Review: Co-op in Trouble. Middle East
Co-op in Trouble
The latest published results of the Co-operative Wholesale Society confirmed something which everyone knew. The Co-op is well down the slippery slope.
Net trading profits are down from over £3 million in 1965 to £792,000 last year; retail societies’ share of the national retail trade has fallen from 11.9 per cent (1957) to 8.8 per cent (1967). The Sunday Citizen has died, the final collapse coming when the CWS management cut its advertising and public relations spending, which the Citizen relied on, by £800,000.
The Co-op has been left behind in the great post war retail boom. While firms like Sainsbury’s and Marks and Spencer’s were making rich with their skilfully designed stores, their thoughtful employment policy and their keen prices, the Co-op has seemed to exist with a death wish. Some of its cakes and biscuits, for example, taste as if they came out of a cement mixer and some of its fashions look as if they were designed by a man from the government surplus store.
The CWS is now facing the fact that it can either die, or at best exist feebly—or it can compete. It has chosen the latter. Philip Thomas has been brought in from profit conscious Associated British Foods as chief executive. He has appointed several new top managers, among them another man from ABF and one from Boots. And the axes are starting to swing.
At this year’s CWS Annual Meeting. Thomas promised “hurtful and unpopular decisions . . . substantial economies”. Already some staff privileges have been withdrawn and mergers and closures of factories, with consequent sackings, are in the offing.
In all this, only a passing reference has been made to the fact that the Co-op was once supposed to be different— an example of Socialism, no less, within capitalism. The ghost of this ludicrous idea still walks, and Thomas is out to exorcise it. “Commercial realism . . . the inevitability of economic pressure”: these are the words he is incanting as he tries to save Ihe Co-op’s commnercial soul.
Middle East
To anyone who does not understand the word, it is Socialism which has been at war in the Middle East. President Nasser claims to be a Socialist, and so do many of his allies. There is even something, which they do not define, which they call Arab Socialism. Israel once said that Socialism was being built there, that the kibbutzim were a new way of life free from the commercialism of capitalist society, and that within its borders men would find new freedom and dignity.

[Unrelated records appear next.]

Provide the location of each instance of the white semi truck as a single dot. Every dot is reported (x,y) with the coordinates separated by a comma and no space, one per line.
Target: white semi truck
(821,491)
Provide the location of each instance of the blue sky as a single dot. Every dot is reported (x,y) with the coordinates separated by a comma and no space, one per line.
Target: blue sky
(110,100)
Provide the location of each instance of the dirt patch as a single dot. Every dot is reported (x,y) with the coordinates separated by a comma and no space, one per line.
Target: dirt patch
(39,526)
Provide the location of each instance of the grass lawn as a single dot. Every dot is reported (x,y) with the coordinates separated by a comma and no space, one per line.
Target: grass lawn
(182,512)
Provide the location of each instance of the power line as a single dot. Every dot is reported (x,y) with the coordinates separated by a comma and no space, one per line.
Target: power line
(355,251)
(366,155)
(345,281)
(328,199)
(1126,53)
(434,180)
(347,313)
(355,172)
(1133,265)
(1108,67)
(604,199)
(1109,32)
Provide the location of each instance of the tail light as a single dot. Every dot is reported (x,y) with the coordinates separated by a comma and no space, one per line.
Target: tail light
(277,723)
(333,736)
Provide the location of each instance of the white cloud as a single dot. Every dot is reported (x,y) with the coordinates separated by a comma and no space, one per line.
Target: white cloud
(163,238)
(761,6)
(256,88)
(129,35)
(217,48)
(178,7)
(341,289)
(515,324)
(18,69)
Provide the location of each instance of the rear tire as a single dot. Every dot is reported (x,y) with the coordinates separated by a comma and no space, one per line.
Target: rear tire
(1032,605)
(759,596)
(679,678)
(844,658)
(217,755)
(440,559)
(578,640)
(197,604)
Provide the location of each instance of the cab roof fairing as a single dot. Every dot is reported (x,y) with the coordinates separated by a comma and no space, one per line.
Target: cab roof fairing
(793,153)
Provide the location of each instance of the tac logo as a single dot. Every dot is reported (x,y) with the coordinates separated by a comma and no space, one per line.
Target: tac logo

But in the recent flare-up both countries showed—if this was necessary—their true nature. Egypt intensified her arguments about the legality of Israel’s frontiers, over the conquest of the port of Eilat and over the extent of Egyptian control over the Straits of Tiran.
Disputes over territorial boundaries and strategic positions, carried on within the complexities of international law—and often in the end by armed force are a familial part of capitalism. They have nothing to do with Socialism, which will be a society without national boundaries and international economic rivalry.
Israel is now the most powerful military nation in the Middle East. Conscription there is comprehensive, with even women battle-trained, and the whole thing is backed up by the sort of hysterical nationalism which demanded the appointment of strong man Moshe Dayan as Minister of Defence.
This intensive militarism had its effect against the ill-trained Egyptian army. These are just some of the descriptions used in just one edition of the Times last month, reporting on the Israeli advance: “masterpiece of mechanized war . . . quick thrusts . . . ruthless air attack”.
Militarism and patriotic hysteria are among the most unpleasant of capitalism’s by-products. They are two of the many antisocial attitudes, so common today, which will not exist under Socialism. That they are so powerful in Israel reveals, if nothing else does, the nature of society there.